This is probably the most common question that lung cancer patients and survivors are faced with after their diagnosis. And it’s an issue: the stigma attached to a lung cancer diagnosis results in physical, psychological and societal harm that doesn’t get addressed frequently enough. Today, I’m speaking at the Australian Lung Cancer Conference in Sydney about why that is, and what we can do about it.
What is lung cancer stigma?
Stigma is the judgment or negative opinions that people are met with when they go through certain confronting situations, or when they belong to a particular group that has negative stereotypes associated with it.
For example, when someone is diagnosed with (or has survived) lung cancer, they are sometimes judged because of the strong link between smoking and lung cancer. If they are smokers, they will often be blamed for their illness, and if they are non-smokers, they’ll at the very least be presented with the question of whether they’ve ever smoked (which also implies blame).
Why is it so harmful?
Many factors impact on a lung cancer patient’s survival: their cancer’s stage, the type of lung cancer, their smoking history, their sex, age at diagnosis, treatment types, insurance they have, their socio-economic status, to name but a few. While we don’t have enough research dedicated to stigma, evidence has shown that there is significant harm associated with it.
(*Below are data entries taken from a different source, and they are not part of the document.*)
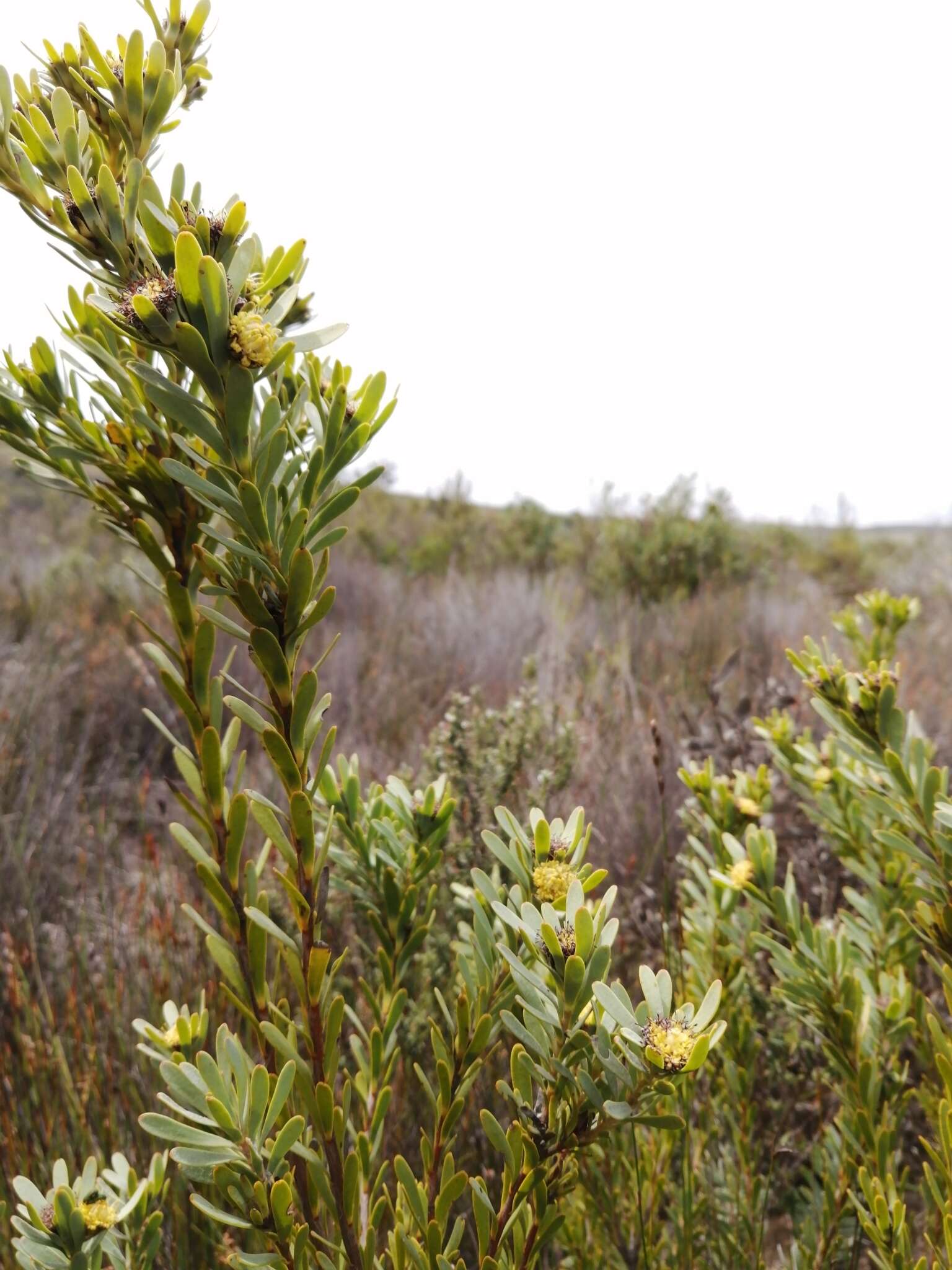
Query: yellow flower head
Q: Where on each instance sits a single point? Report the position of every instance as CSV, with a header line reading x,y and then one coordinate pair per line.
x,y
748,807
672,1039
552,879
252,339
742,873
98,1215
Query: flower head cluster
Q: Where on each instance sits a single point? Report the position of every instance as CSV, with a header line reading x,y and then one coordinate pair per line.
x,y
672,1039
565,935
552,879
252,339
98,1215
741,873
157,287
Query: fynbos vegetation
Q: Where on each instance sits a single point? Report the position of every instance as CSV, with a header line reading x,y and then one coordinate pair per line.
x,y
209,435
428,1034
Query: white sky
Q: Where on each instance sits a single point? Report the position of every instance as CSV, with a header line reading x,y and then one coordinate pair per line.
x,y
612,242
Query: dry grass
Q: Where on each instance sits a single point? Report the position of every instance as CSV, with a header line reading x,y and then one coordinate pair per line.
x,y
92,887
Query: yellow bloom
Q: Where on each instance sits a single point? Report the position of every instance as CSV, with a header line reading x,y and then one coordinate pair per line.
x,y
748,807
672,1039
98,1215
252,339
552,879
742,871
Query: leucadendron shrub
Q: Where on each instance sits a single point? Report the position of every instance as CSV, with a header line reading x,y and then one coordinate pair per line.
x,y
192,407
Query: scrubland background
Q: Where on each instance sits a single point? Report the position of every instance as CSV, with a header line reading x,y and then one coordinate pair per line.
x,y
524,653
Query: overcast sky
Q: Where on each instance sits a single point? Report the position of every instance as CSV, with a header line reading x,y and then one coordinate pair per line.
x,y
596,243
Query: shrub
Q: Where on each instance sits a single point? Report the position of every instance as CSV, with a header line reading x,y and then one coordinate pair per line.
x,y
213,438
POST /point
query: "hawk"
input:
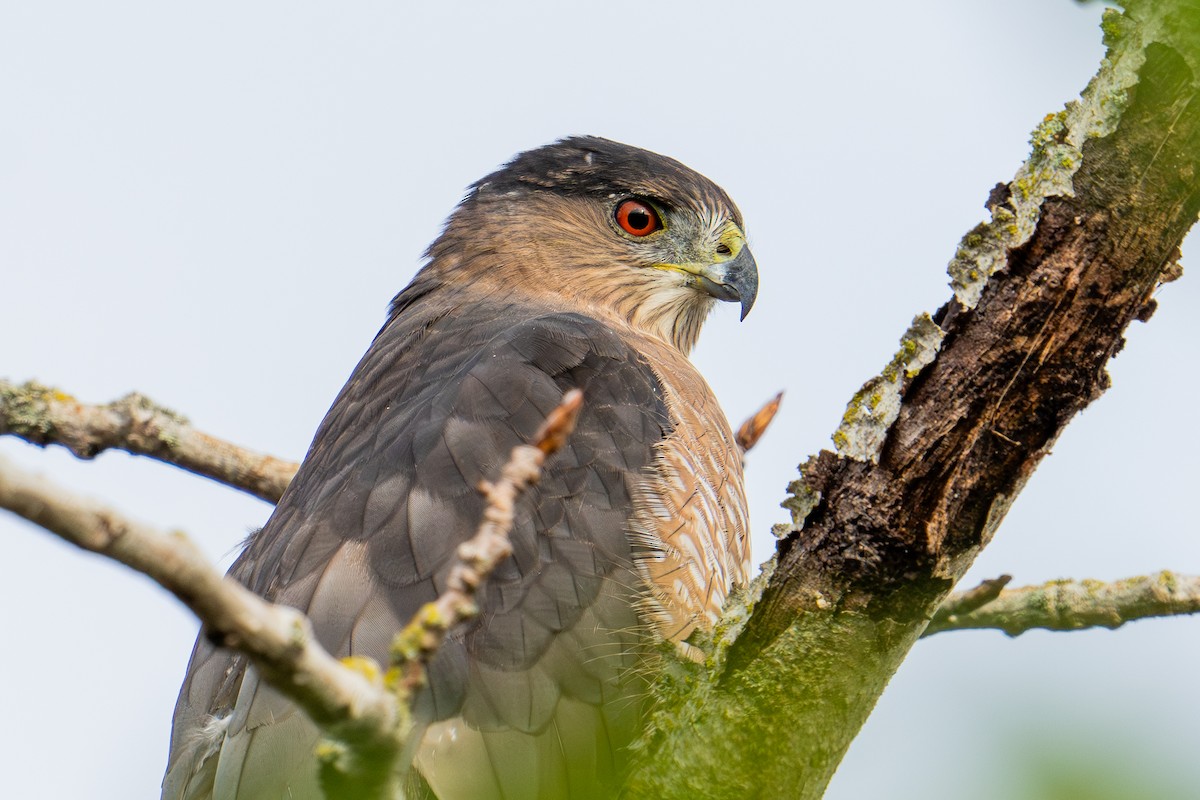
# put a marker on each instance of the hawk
(585, 264)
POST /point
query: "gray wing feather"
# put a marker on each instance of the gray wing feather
(366, 531)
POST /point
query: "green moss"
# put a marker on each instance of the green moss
(25, 409)
(1113, 26)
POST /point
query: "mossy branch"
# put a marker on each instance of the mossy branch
(933, 451)
(1072, 605)
(351, 704)
(43, 415)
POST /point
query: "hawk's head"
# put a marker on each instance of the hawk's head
(605, 227)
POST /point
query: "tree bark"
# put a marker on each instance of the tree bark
(933, 451)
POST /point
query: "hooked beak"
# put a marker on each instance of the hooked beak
(732, 281)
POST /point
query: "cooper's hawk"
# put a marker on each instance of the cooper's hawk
(583, 264)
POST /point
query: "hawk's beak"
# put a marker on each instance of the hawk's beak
(732, 281)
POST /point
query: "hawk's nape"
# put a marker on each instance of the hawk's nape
(586, 264)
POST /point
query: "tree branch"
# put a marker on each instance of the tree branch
(1071, 605)
(349, 704)
(366, 725)
(418, 643)
(42, 415)
(933, 451)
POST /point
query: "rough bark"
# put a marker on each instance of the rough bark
(934, 450)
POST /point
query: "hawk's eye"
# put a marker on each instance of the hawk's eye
(637, 218)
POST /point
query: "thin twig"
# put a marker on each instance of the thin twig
(43, 415)
(277, 639)
(756, 425)
(419, 641)
(964, 602)
(1075, 605)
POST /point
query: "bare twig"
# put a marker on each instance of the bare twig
(964, 602)
(756, 425)
(1075, 605)
(348, 703)
(365, 723)
(42, 415)
(415, 645)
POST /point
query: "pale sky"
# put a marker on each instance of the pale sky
(213, 204)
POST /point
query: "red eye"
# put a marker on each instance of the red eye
(637, 218)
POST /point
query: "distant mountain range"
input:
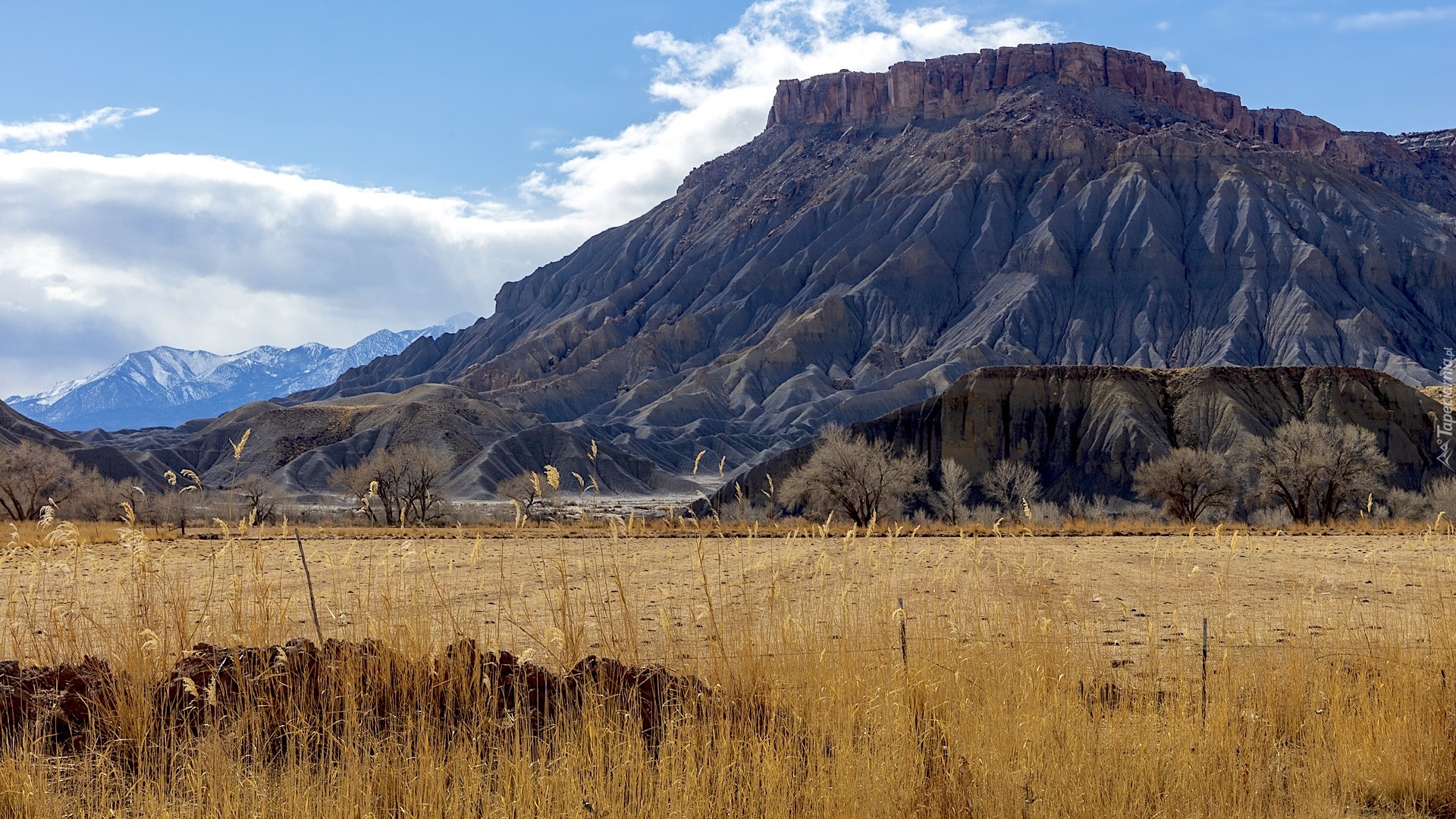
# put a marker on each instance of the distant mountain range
(165, 387)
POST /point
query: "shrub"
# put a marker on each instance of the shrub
(1316, 471)
(1187, 483)
(1009, 483)
(852, 475)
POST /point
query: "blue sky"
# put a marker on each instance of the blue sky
(226, 175)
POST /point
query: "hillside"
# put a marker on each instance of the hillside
(1087, 428)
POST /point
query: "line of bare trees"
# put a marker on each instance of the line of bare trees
(1313, 472)
(400, 484)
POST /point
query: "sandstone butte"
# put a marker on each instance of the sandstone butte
(892, 234)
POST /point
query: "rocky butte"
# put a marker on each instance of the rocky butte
(890, 234)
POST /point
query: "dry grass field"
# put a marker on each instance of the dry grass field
(1036, 675)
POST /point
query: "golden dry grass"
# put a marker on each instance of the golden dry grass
(1043, 676)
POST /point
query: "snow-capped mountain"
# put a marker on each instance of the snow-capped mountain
(166, 387)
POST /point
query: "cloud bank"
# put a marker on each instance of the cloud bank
(1397, 18)
(104, 256)
(55, 131)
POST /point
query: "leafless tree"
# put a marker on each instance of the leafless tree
(1316, 471)
(34, 475)
(848, 474)
(956, 487)
(532, 493)
(1188, 483)
(1009, 484)
(184, 493)
(400, 483)
(422, 471)
(259, 494)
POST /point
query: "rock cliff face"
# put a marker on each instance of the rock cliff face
(889, 234)
(1087, 428)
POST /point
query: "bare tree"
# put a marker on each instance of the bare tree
(400, 483)
(422, 471)
(532, 493)
(956, 487)
(34, 475)
(261, 496)
(1011, 483)
(1316, 471)
(1188, 483)
(184, 493)
(848, 474)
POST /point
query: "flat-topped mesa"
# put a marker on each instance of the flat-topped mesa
(967, 85)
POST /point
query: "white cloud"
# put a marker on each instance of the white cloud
(104, 256)
(1395, 19)
(55, 131)
(1175, 60)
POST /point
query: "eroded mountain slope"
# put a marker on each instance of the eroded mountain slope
(889, 234)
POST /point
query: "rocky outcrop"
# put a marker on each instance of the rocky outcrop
(300, 447)
(970, 85)
(115, 463)
(890, 234)
(1087, 428)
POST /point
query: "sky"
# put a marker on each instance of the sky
(218, 177)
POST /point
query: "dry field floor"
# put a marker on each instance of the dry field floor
(890, 675)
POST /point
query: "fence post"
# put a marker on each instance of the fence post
(905, 651)
(1204, 672)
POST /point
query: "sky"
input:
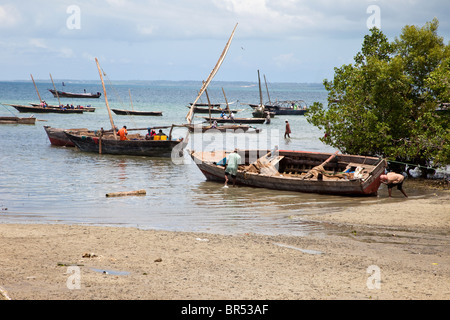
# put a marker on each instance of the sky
(299, 41)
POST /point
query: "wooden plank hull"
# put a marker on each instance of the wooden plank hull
(137, 113)
(63, 94)
(222, 128)
(283, 180)
(17, 120)
(237, 120)
(215, 109)
(151, 148)
(58, 138)
(32, 109)
(85, 109)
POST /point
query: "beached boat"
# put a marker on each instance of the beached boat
(84, 108)
(64, 94)
(39, 109)
(300, 171)
(17, 120)
(136, 113)
(236, 128)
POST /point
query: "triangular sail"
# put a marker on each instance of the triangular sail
(211, 76)
(106, 99)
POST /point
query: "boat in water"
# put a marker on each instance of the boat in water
(136, 113)
(235, 128)
(64, 94)
(235, 120)
(58, 138)
(17, 120)
(300, 171)
(87, 108)
(39, 109)
(285, 108)
(136, 145)
(108, 142)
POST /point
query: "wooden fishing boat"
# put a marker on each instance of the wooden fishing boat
(236, 120)
(84, 108)
(236, 128)
(137, 145)
(39, 109)
(17, 120)
(300, 171)
(215, 109)
(136, 113)
(58, 138)
(64, 94)
(107, 142)
(286, 108)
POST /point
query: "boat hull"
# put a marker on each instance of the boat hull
(223, 128)
(150, 148)
(236, 120)
(17, 120)
(63, 94)
(282, 181)
(58, 138)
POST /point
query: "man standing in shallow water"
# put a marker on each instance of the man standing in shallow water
(393, 179)
(233, 161)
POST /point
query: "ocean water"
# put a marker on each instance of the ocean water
(40, 183)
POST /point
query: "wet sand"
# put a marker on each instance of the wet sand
(398, 249)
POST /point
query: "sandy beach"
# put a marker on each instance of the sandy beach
(399, 249)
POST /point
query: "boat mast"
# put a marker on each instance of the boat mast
(106, 99)
(36, 88)
(57, 95)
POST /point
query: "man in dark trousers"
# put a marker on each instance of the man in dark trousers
(288, 130)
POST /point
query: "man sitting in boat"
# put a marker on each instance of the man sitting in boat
(123, 133)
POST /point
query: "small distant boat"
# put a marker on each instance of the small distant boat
(215, 108)
(64, 94)
(300, 171)
(136, 113)
(58, 138)
(17, 120)
(236, 120)
(237, 128)
(84, 108)
(39, 109)
(137, 145)
(286, 108)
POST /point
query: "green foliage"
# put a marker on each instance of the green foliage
(384, 104)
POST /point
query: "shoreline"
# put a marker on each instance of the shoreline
(406, 241)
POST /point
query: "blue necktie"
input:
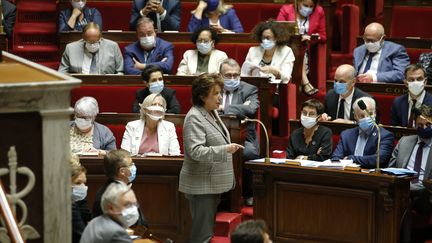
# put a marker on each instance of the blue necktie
(369, 62)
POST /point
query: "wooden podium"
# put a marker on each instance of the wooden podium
(303, 204)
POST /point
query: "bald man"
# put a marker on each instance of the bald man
(339, 100)
(92, 54)
(378, 60)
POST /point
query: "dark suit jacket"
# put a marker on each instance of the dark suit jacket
(97, 210)
(9, 14)
(331, 102)
(162, 51)
(171, 20)
(173, 106)
(393, 61)
(246, 93)
(90, 14)
(348, 141)
(228, 21)
(399, 116)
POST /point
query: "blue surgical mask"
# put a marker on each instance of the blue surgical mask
(424, 133)
(133, 173)
(366, 124)
(340, 88)
(79, 193)
(231, 84)
(305, 11)
(156, 87)
(204, 48)
(267, 44)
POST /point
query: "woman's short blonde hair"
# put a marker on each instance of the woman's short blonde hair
(148, 101)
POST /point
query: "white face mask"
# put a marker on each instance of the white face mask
(416, 87)
(129, 216)
(308, 122)
(373, 47)
(148, 42)
(92, 47)
(83, 124)
(79, 5)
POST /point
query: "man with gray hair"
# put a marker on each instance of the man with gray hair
(378, 60)
(241, 99)
(148, 50)
(360, 143)
(120, 211)
(338, 103)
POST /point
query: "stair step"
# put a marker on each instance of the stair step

Let’s start with the potential physical harm: because of lung cancer stigma, patients may be less likely to follow through with long-term follow-up and doctor check-ins, which can result in worse outcomes. Given that lung cancer survivors are at increased risk of a second cancer – not as a metastasis of their original cancer, but a separate, new diagnosis – this is an important issue to consider.
A cancer diagnosis is isolating – but it can be especially tough if there is stigma involved. A systematic review that looked at 15 studies on the topic found that lung cancer stigma results in poorer quality of life and higher levels of distress. Another recent Australian study also found a significant association between stigma, distress and quality of life, with half of all lung cancer patients experiencing high levels of anxiety and depression. And yet another piece of research found that lung cancer patients are at an eight-fold risk of suicide.
Stigma can also be a barrier to medical help seeking, meaning that it can keep patients from receiving the medical help they need because of clinicians’ beliefs and attitudes. For example, there are significant gaps and delays in appropriate referrals, and palliative treatment is under-used.
And lastly, there are also wider-reaching, societal harms: stigma may have contributed to lesser funding going towards research into lung cancer and programmatic assistance for lung cancer survivors. This is a problem, as survival rates have hardly improved since the 1980s.
What can we do about it?
While the link between smoking and lung cancer is strong – and we still need to encourage and support people to quit – public discourse about lung cancer should include stigma more frequently, and acknowledge its negative effects. The other risk factors playing into lung cancer – e.g. exposure to matters like asbestos and family history – shouldn’t be ignored either.
Another thing that the research community needs to work on together is developing and testing potential new interventions to reduce stigma. We know of one intervention that addresses some of it by introducing non-judgmental elements into the treatment pathway, but more can be done in this space.
In sum, we need more research into lung cancer, supportive interventions for people affected by lung cancer, and a nuanced discussion.